Sentendomi un “innamorato respinto” e
abbagliato dal contrasto con il primitivo (del
1985) apertissimo e genuino atteggiamento nei
miei confronti, ho malauguratamente e disastrosamente travisato la sua
successiva politica del silenzio e la sua perdurante “sfingità”.
Ho capito, in sostanza, che De Mauro non è né il capro espiatorio né la predetta “antropomorfizzazione”
dell’indifferenza generale verso le mie cose (Bitnick, scoperte di Lucidi e Buccola, telelinguistica,
storia della psicologia, telegrafia, ecc.), ma, al contrario, è la personificazione
dell’iposema.
Quando egli, dinanzi ai miei scritti, “non
dice niente”, non lo fa per disdegno o per disprezzo, ma li
“iposemizza”,
cioè li prende per quello che essi oggettivamente sono: pura e semplice “scrittura”, cioè – come anche da lui
stesso teorizzato nella celeberrima conferenza Tra Thamus e Theuth
– una cosa morta e inerte. Questa “iposemizzazione” tecnicamente consiste
nell’eliminare il “valore” delle
parole, vale a dire nel desemantizzarle, nel
non entrare nel loro “merito”. Alla
luce di queste considerazioni il sottotitolo L’inerzia di De Mauro, per esasperazione, provocazione o forse
prevaricazione, da me apposto al mio ultimo Atomo
sull’iposema di Lucidi (AG 16),
si attaglia
al tema ben di più che nelle intenzioni lì dichiarate: la persona del De Mauro e il suo silenzio – non
sdegnoso, ripeto, ma tecnico, linguistico – si rivelano esemplarmente funzionali a far comprendere l’essenza e
il carattere smorto o vegetativo dell’iposema.

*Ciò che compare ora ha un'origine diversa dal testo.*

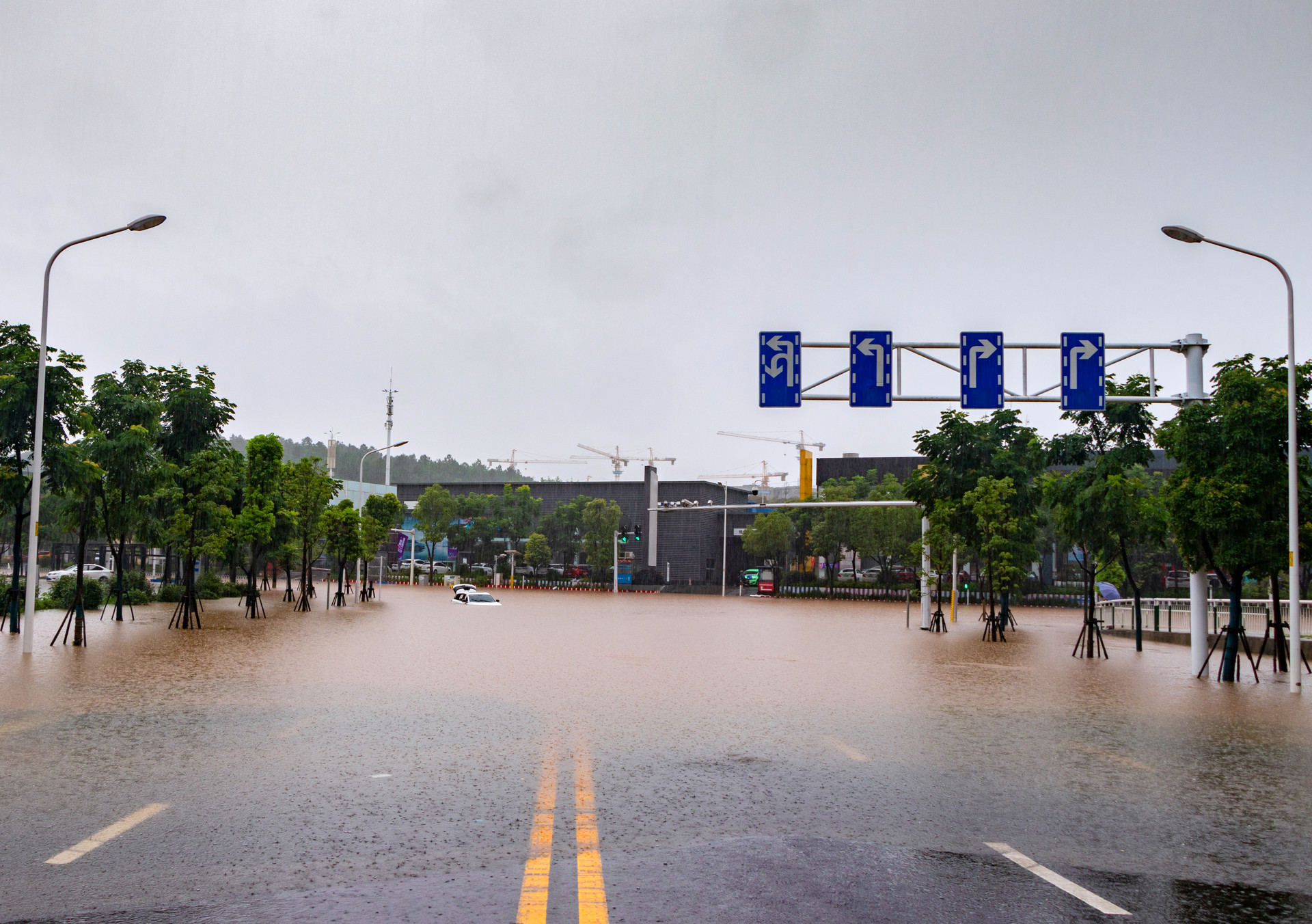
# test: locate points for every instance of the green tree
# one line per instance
(563, 528)
(769, 536)
(537, 552)
(386, 508)
(125, 426)
(1226, 502)
(940, 539)
(992, 512)
(886, 533)
(959, 454)
(521, 511)
(79, 479)
(256, 527)
(18, 357)
(373, 534)
(342, 541)
(202, 474)
(308, 490)
(600, 521)
(435, 512)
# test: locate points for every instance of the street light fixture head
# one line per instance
(146, 222)
(1181, 232)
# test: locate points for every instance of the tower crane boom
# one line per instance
(617, 460)
(804, 456)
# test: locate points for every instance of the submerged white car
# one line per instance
(90, 571)
(476, 599)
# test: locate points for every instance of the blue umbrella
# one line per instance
(1109, 591)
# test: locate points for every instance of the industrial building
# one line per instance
(683, 544)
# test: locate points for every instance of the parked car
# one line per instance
(98, 571)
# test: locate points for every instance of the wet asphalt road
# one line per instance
(739, 760)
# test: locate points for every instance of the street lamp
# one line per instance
(142, 223)
(360, 495)
(1190, 236)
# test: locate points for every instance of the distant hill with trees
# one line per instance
(407, 467)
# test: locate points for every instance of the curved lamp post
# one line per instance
(142, 223)
(1190, 236)
(360, 494)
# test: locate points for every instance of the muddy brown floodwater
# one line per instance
(646, 758)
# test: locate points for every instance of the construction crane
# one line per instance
(763, 478)
(804, 456)
(617, 460)
(513, 461)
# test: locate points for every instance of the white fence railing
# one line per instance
(1171, 614)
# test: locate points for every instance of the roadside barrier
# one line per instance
(533, 584)
(1162, 614)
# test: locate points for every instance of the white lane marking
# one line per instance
(297, 727)
(108, 834)
(23, 725)
(837, 744)
(1058, 880)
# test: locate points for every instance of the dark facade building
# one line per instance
(902, 466)
(688, 541)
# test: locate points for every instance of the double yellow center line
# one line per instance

Approfondire ulteriormente i rapporti tra iposema e sema, significante e significato, effetto Lucidi (permutabilità
di questi due stati della lingua), ecc.
esulerebbe alquanto dallo scopo di questa News, che, come già anticipato, è quello
di ringraziare il De Mauro del mio tardivo, epperò
convintissimo, “ravvedimento” e della
tacita lezione non solo di linguistica, ma anche, e forse soprattutto, di vita,
di comportamento di cui gli sono debitore. Mi limiterò quindi solo ad accennare
che l’iposema, di per sé inerte, ha però la mirabolante facoltà di far nascere,
o rinascere, il sema nella testa del lettore.
Mi pare di ricordare di aver visto,
tantissimi anni fa, in tempi non sospetti, pubblicata in un quotidiano
una caricatura del De Mauro
raffigurato come una sfinge. Se così fosse, e se
qualcuno me la favorisse, sarebbe alquanto simpatico, presumo anche per
l’interessato, sostituirla alla foto di questa News.